The U.S. Postal Service board will look into hiking postage prices on all types of mail, as losses continue to plague the agency, the chief of the board said Friday.
Mickey Barnett said the board has directed the service to "evaluate price increases," even though "as a board we are loathe to pursue this approach." Postal officials worry that higher prices will chase customers away.
The proposal comes after the Postal Service shelved a plan to end Saturday service when it became clear it didn't have legal authority to do so.
The move to hike prices would go beyond the regular increases tied to the rate of inflation. It would affect those sending first-class mail, the most common type of mail consumers use, as well as businesses that mail periodicals, newspapers, magazines and marketing material.
The current price of a first-class stamp is 46 cents. A one-cent increase went to effect Jan. 28.
In the three months ended March 30, the agency lost $1.9 billion -- less than the $3.2 billion lost in the year-earlier period.

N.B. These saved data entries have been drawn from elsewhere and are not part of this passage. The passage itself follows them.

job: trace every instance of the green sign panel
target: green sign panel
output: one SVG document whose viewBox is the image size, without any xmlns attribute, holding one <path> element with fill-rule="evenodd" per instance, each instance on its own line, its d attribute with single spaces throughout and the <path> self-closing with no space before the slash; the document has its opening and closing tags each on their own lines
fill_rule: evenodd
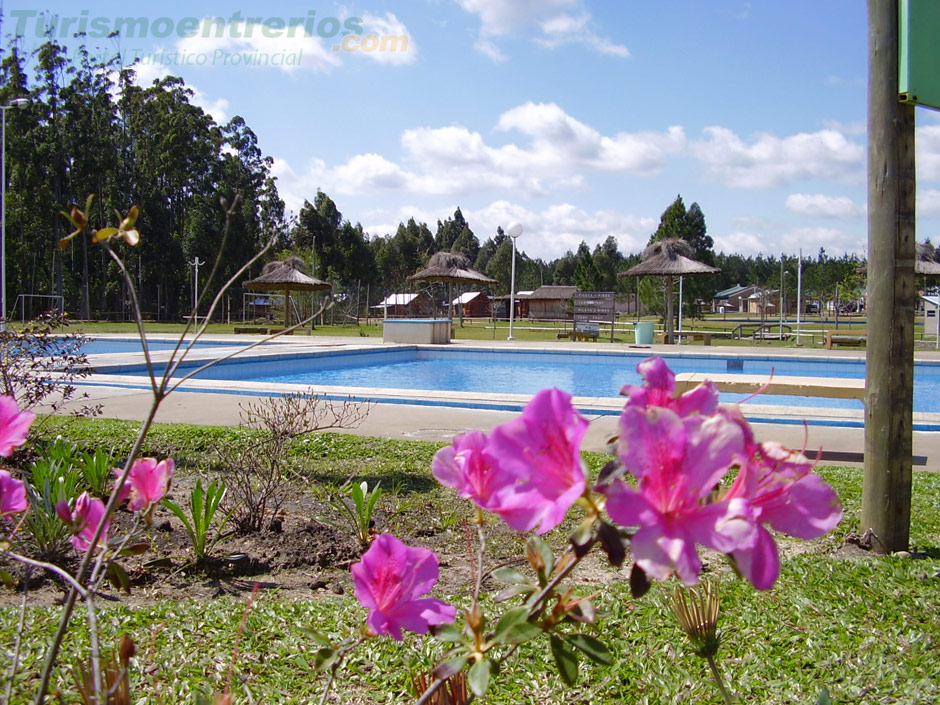
<svg viewBox="0 0 940 705">
<path fill-rule="evenodd" d="M 899 0 L 898 33 L 898 98 L 940 110 L 940 0 Z"/>
</svg>

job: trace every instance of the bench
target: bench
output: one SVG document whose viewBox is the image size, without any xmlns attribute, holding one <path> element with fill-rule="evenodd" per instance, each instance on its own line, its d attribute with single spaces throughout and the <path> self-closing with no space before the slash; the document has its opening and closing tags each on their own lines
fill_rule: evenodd
<svg viewBox="0 0 940 705">
<path fill-rule="evenodd" d="M 865 400 L 865 380 L 843 377 L 781 377 L 775 375 L 730 375 L 706 372 L 680 372 L 676 375 L 676 393 L 687 392 L 704 381 L 710 381 L 720 392 L 753 394 L 785 394 L 798 397 Z"/>
<path fill-rule="evenodd" d="M 584 341 L 591 339 L 596 341 L 600 334 L 601 326 L 599 323 L 575 323 L 574 331 L 571 333 L 571 339 Z"/>
<path fill-rule="evenodd" d="M 833 345 L 861 345 L 865 347 L 868 340 L 866 330 L 831 330 L 826 333 L 826 350 L 832 350 Z"/>
<path fill-rule="evenodd" d="M 712 334 L 706 333 L 705 331 L 700 330 L 677 330 L 673 331 L 672 335 L 680 340 L 682 338 L 691 338 L 692 340 L 701 340 L 702 345 L 711 345 L 712 344 Z M 659 334 L 659 342 L 662 345 L 666 344 L 666 341 L 669 339 L 669 336 L 662 332 Z"/>
<path fill-rule="evenodd" d="M 266 326 L 235 326 L 236 333 L 254 333 L 260 335 L 267 335 L 268 329 Z"/>
</svg>

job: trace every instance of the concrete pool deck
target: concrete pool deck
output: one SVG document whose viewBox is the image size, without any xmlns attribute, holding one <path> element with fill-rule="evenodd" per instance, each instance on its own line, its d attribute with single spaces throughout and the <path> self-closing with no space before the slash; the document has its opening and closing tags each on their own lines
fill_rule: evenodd
<svg viewBox="0 0 940 705">
<path fill-rule="evenodd" d="M 458 329 L 459 335 L 459 329 Z M 105 336 L 101 336 L 105 337 Z M 120 336 L 115 336 L 120 337 Z M 126 337 L 126 336 L 125 336 Z M 157 338 L 158 336 L 154 336 Z M 230 340 L 233 346 L 244 346 L 260 338 L 250 336 L 211 336 L 212 340 Z M 392 344 L 383 343 L 378 339 L 349 338 L 349 337 L 284 337 L 279 338 L 277 345 L 265 346 L 263 350 L 255 349 L 252 354 L 278 355 L 297 354 L 309 351 L 324 350 L 351 350 L 362 348 L 392 347 Z M 689 346 L 689 345 L 652 345 L 633 346 L 610 343 L 528 343 L 523 341 L 480 341 L 455 340 L 449 347 L 465 348 L 491 348 L 539 351 L 571 351 L 571 352 L 616 352 L 622 351 L 631 354 L 691 354 L 724 357 L 727 355 L 765 355 L 772 357 L 790 357 L 813 355 L 826 359 L 864 359 L 864 351 L 826 351 L 819 348 L 775 348 L 755 345 L 753 348 L 723 347 L 723 346 Z M 194 351 L 193 359 L 215 359 L 224 353 L 220 348 Z M 155 352 L 155 363 L 166 360 L 168 352 Z M 916 352 L 918 360 L 940 361 L 940 352 Z M 103 367 L 110 365 L 125 365 L 139 363 L 139 354 L 112 353 L 108 355 L 95 355 L 92 362 Z M 157 365 L 159 368 L 159 365 Z M 141 378 L 131 379 L 120 374 L 95 376 L 93 385 L 83 385 L 81 392 L 88 393 L 89 398 L 67 404 L 63 411 L 67 412 L 86 403 L 102 405 L 103 416 L 107 418 L 143 420 L 149 410 L 152 395 L 140 389 Z M 131 386 L 134 385 L 134 386 Z M 242 387 L 237 395 L 221 393 L 223 388 L 231 389 Z M 283 388 L 283 389 L 282 389 Z M 187 391 L 178 391 L 164 400 L 157 414 L 158 422 L 191 423 L 203 425 L 237 425 L 240 421 L 240 404 L 263 398 L 265 391 L 288 391 L 290 385 L 267 385 L 264 391 L 253 393 L 258 389 L 250 383 L 242 385 L 237 382 L 200 380 L 188 385 Z M 344 388 L 325 387 L 321 393 L 342 396 Z M 348 393 L 348 390 L 346 390 Z M 486 407 L 504 404 L 519 404 L 519 395 L 502 395 L 499 393 L 475 394 L 463 393 L 466 401 L 477 407 Z M 463 396 L 461 395 L 461 396 Z M 365 421 L 356 429 L 348 430 L 357 435 L 382 436 L 387 438 L 420 439 L 433 441 L 449 441 L 456 433 L 469 429 L 490 430 L 494 426 L 515 418 L 517 411 L 495 410 L 492 408 L 464 408 L 453 406 L 434 406 L 405 403 L 418 396 L 412 390 L 382 390 L 377 393 L 383 402 L 376 404 Z M 455 396 L 455 393 L 436 392 L 422 394 L 422 399 L 434 404 L 435 401 L 445 401 Z M 401 403 L 396 403 L 399 401 Z M 761 401 L 764 401 L 761 399 Z M 864 432 L 861 428 L 840 427 L 832 425 L 803 426 L 802 420 L 812 419 L 817 422 L 849 419 L 861 421 L 861 410 L 833 410 L 833 409 L 794 409 L 772 406 L 772 397 L 766 397 L 767 404 L 748 403 L 745 405 L 745 416 L 756 419 L 774 419 L 776 423 L 754 423 L 755 432 L 759 440 L 776 440 L 793 448 L 806 447 L 810 450 L 824 449 L 825 462 L 837 464 L 858 464 L 861 460 L 861 451 L 864 448 Z M 617 433 L 617 416 L 611 412 L 622 406 L 618 399 L 588 399 L 576 398 L 576 405 L 581 408 L 591 420 L 590 430 L 585 440 L 587 450 L 601 451 L 604 449 L 609 437 Z M 937 414 L 915 414 L 918 417 L 938 417 Z M 921 420 L 924 420 L 923 418 Z M 930 418 L 929 421 L 940 419 Z M 914 433 L 914 466 L 915 468 L 935 470 L 940 469 L 940 432 L 915 431 Z"/>
</svg>

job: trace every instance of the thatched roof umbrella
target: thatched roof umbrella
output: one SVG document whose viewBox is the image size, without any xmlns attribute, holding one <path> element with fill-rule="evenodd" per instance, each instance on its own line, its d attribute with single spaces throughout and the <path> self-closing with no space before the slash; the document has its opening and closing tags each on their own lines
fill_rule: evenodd
<svg viewBox="0 0 940 705">
<path fill-rule="evenodd" d="M 454 284 L 496 284 L 497 281 L 470 267 L 470 260 L 460 252 L 435 252 L 428 266 L 408 277 L 408 281 L 447 282 L 447 311 L 453 320 Z"/>
<path fill-rule="evenodd" d="M 715 274 L 720 269 L 691 259 L 692 247 L 681 238 L 659 240 L 643 250 L 642 261 L 626 272 L 618 272 L 618 277 L 665 277 L 666 278 L 666 342 L 675 342 L 673 330 L 673 295 L 672 278 L 692 274 Z"/>
<path fill-rule="evenodd" d="M 326 291 L 333 287 L 325 281 L 314 279 L 304 271 L 304 261 L 300 257 L 288 257 L 285 260 L 268 262 L 261 270 L 261 276 L 246 281 L 246 289 L 257 291 L 284 291 L 284 327 L 290 327 L 290 292 Z"/>
<path fill-rule="evenodd" d="M 914 274 L 936 276 L 940 274 L 940 262 L 933 258 L 934 249 L 926 242 L 917 243 L 917 259 L 914 260 Z"/>
</svg>

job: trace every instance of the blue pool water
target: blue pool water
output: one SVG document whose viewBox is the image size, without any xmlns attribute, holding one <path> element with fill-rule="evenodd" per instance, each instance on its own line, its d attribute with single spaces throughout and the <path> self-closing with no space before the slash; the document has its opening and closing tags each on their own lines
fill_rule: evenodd
<svg viewBox="0 0 940 705">
<path fill-rule="evenodd" d="M 636 373 L 646 354 L 586 354 L 488 350 L 394 350 L 317 353 L 266 360 L 227 361 L 199 375 L 202 379 L 351 387 L 378 394 L 381 389 L 499 392 L 531 395 L 559 387 L 575 396 L 616 397 L 624 384 L 641 384 Z M 675 372 L 713 372 L 780 376 L 864 378 L 863 361 L 794 358 L 669 357 Z M 191 368 L 190 368 L 191 369 Z M 182 370 L 181 372 L 185 372 Z M 740 401 L 742 395 L 723 394 Z M 768 395 L 755 403 L 862 409 L 854 399 Z M 915 411 L 940 412 L 940 365 L 918 364 Z"/>
</svg>

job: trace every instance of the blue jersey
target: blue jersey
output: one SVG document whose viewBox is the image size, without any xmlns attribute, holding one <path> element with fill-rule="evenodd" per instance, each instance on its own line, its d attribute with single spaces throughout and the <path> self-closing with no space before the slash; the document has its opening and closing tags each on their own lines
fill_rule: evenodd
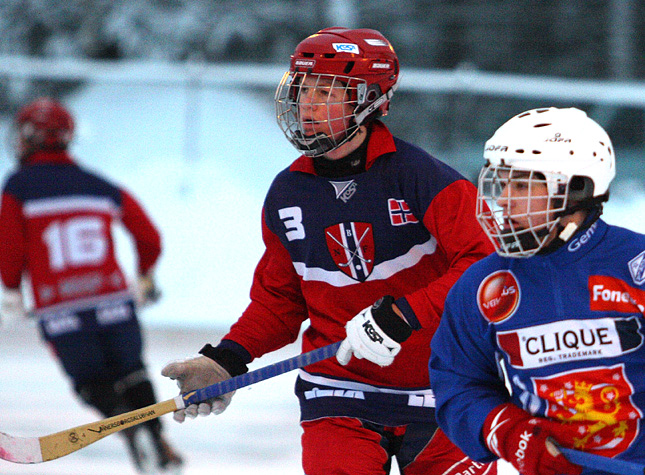
<svg viewBox="0 0 645 475">
<path fill-rule="evenodd" d="M 494 460 L 484 420 L 511 401 L 576 424 L 572 448 L 645 462 L 644 309 L 645 236 L 602 220 L 553 253 L 474 264 L 432 340 L 440 427 Z"/>
</svg>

The service was hurt as the volume of first-class mail decreased by 4.3%, said USPS chief financial officer Joseph Corbett.
"It's extremely difficult to compete with free," Corbett said, referring to electronic bill paying. However, he added that revenue from package delivery was up 9.3% compared to the same period last year.
The key culprit remains a 2006 congressional mandate that requires the service to prefund healthcare benefits for future retirees. The USPS has been borrowing billions of dollars from taxpayers to make up for the shortfalls.
The losses came despite major cost-cutting moves at the service. The Postal Service consolidated 60 processing plants and its roster of career employees fell to the lowest level since 1966, Corbett said.
The narrowed losses the past two quarters are due to the fact that the Postal Service is only forced to make one payment to prefund retiree healthcare benefits in the fiscal year that began Oct. 1. The year before, the agency had to make two payments after Congress allowed one to be delayed from fiscal 2011.
Unions argue that no other agency or private business is required to make such a payment, and have been pushing Congress to do away with the mandate. But so far, no legislation to help the agency that has advanced in Congress would dump the requirement.
The situation turned particularly dire last year -- the agency twice defaulted on payments totaling $11 billion, and it exhausted a $15 billion line of credit from the U.S. Treasury. The agency said it expects to skip that payment again.
The Postal Service is, by law, an "independent establishment" of the executive branch. The agency doesn't normally use tax dollars for operations, but it has exhausted a $15 billion loan from Treasury.
The Postal Service made news earlier this year when it unveiled and then later dropped a plan to end Saturday delivery of mail, a move that was expected to save $2 billion a year. The service lost $16 billion in 2012.